14話 アイル
「考えてもみなよ。全ての生物の頂点に君臨する魔族、その長たる魔王が寿命で死ぬことがあると思うかい?」
妙に熱のこもったアイルの説明口調に気圧されそうになる。
「放っておけばあの方はこの世の終わりまで生きられただろうさ。だが死んでしまった。なぜだか解るかい?」
「まさか……殺されたのか?」
「半分正解、と言ったところだね。間違ってはいないと言った方がいいかな」
アイルは続ける。
「今からその答えを、君にあげよう」
そう勿体ぶると彼は山積みの書物と埃の中から小さな宝石箱と一冊の分厚い本を引っ張り出して来た。
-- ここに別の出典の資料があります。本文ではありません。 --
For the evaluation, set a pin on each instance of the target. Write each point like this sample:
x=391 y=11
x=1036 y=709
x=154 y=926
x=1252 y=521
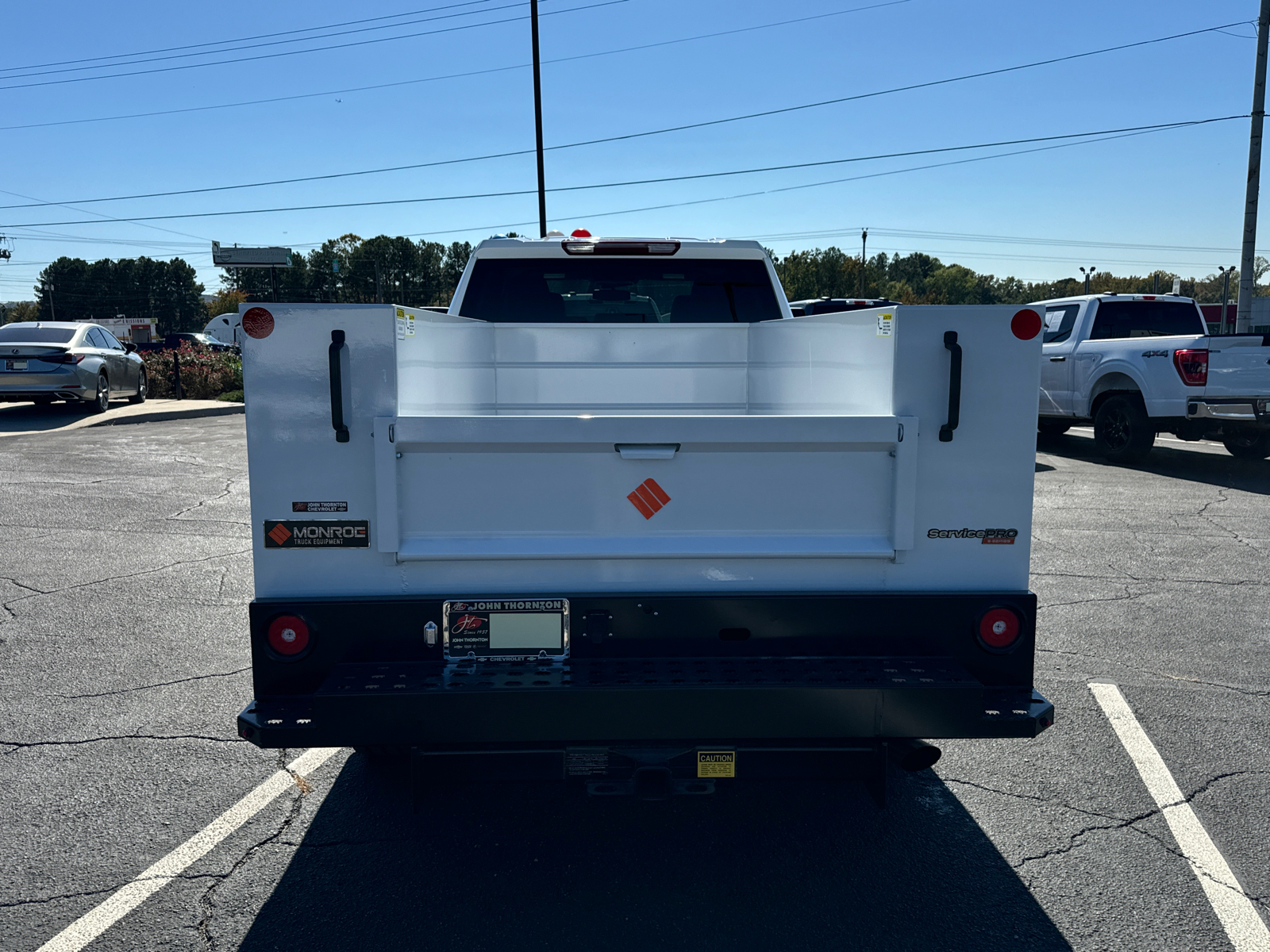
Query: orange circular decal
x=257 y=323
x=1026 y=325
「この本には、所謂、禁術という奴が記されている。人間達にとってはもちろん我々アンデッドですら持て余すような代物が沢山、ね」
「その多くが魔力ではなく自身の肉体や命を贄に使用するものばかりなんだ」
そう言ってアイルはその重たそうな本を手渡してきた。
「これをどうしろと?」
「君が使うんだよ」
「え?」
このいたずらな悪魔のように微笑んでいる少年は、さっきの説明で俺が快諾すると思っているのだろうか。お兄さん怒っちゃうぞ。
「違う言い方をしようか。君にしか使えないんだよ、それ」
「どういう……ことだ?」
「手を出してごらん」
俺が言われるがままに差し出した左手にアイルの指がからまる。体温がないゾンビのひんやりした小さな手の感触が伝わってくる。
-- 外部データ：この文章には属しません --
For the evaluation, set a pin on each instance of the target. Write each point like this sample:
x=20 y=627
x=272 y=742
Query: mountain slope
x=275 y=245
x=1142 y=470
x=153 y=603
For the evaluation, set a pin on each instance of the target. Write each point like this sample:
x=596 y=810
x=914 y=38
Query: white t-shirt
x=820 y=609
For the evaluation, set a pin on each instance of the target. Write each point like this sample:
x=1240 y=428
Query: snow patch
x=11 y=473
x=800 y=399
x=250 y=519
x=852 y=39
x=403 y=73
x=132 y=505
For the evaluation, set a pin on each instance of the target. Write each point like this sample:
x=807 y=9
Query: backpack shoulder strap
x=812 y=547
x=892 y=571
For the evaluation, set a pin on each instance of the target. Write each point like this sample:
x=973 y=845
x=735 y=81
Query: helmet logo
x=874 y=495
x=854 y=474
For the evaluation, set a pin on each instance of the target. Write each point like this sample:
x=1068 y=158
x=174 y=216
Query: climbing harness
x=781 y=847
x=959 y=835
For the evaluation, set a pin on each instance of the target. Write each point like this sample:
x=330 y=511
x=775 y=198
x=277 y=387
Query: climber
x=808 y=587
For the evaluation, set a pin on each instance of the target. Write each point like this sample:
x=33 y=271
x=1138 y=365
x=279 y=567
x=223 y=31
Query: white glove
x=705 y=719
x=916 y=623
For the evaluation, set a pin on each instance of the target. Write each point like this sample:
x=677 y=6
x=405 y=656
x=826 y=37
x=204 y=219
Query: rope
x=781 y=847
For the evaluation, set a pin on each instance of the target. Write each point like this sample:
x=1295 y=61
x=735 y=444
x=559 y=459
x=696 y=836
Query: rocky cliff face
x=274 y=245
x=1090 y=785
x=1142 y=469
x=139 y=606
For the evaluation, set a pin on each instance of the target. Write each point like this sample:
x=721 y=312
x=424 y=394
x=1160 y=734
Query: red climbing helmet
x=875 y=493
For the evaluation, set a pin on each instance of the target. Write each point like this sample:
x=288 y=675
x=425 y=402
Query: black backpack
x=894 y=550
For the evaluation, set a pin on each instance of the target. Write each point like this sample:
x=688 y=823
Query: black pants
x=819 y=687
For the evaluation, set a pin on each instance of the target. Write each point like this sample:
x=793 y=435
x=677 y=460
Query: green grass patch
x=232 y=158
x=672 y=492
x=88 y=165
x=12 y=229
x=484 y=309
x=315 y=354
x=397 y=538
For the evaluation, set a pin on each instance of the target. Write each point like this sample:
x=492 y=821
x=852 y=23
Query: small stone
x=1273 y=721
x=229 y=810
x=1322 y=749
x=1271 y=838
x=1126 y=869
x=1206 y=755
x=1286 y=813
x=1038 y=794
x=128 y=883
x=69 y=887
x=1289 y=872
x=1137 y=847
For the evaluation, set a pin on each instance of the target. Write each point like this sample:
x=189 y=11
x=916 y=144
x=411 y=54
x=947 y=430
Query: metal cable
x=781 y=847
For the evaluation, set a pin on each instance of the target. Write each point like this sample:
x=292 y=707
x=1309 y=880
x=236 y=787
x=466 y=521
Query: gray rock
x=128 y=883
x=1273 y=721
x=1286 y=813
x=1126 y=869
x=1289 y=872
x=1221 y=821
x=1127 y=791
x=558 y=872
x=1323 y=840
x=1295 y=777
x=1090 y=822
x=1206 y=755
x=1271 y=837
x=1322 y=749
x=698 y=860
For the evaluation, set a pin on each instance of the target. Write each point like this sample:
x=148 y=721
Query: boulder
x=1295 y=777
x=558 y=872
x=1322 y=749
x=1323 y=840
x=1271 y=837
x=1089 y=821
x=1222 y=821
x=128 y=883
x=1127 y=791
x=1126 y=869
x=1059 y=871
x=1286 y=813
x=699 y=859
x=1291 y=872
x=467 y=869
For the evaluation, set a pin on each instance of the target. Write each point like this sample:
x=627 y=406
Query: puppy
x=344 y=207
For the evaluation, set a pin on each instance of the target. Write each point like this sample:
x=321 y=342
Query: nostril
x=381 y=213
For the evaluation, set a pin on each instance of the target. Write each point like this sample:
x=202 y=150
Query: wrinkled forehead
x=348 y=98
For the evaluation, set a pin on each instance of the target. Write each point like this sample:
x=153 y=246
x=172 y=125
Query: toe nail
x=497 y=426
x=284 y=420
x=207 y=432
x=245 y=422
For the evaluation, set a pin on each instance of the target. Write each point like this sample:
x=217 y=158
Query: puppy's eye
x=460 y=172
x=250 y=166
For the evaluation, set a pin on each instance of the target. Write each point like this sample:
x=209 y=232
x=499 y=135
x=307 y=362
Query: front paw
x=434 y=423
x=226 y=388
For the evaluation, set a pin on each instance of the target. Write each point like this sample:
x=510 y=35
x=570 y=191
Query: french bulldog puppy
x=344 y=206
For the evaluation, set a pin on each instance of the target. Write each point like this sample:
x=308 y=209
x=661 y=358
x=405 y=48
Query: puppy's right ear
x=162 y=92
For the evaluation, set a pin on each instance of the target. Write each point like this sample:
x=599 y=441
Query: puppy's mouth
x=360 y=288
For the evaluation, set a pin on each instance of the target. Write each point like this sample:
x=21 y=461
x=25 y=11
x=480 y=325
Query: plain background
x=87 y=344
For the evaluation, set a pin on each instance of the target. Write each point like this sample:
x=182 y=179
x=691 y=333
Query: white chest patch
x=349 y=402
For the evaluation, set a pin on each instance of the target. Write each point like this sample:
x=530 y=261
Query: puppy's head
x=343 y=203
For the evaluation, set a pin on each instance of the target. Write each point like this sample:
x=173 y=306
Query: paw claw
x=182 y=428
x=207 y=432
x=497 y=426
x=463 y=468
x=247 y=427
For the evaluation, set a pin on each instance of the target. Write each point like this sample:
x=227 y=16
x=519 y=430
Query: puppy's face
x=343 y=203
次の瞬間俺の手はアイルが隠し持っていた短剣によって切り離されていた。噴き出した返り血がアイルの服を紅く染め上げる。
「ぐああああっ!」
なおれっ! なおれっ! くっそ!
「何しやがる!」
観察するような深緑の瞳がこっちを向いて光っている。
「まあそう怖い顔をしないでくれよ。御覧、治っているじゃあないか」
アイルは悪びれる様子もなくヘラヘラ笑う。こいつ気でも狂ったか!
ミウムは引きつった顔で絶句している。
「ごめんよ。脅かすつもりじゃあなかったんだ。君の能力をこの目で確かめたくてね」
悪意は感じなかったが、それでもアイルを睨めつける。
「これ、なんだか解るかい?」
彼の手には切り離された俺の左手が握られていた。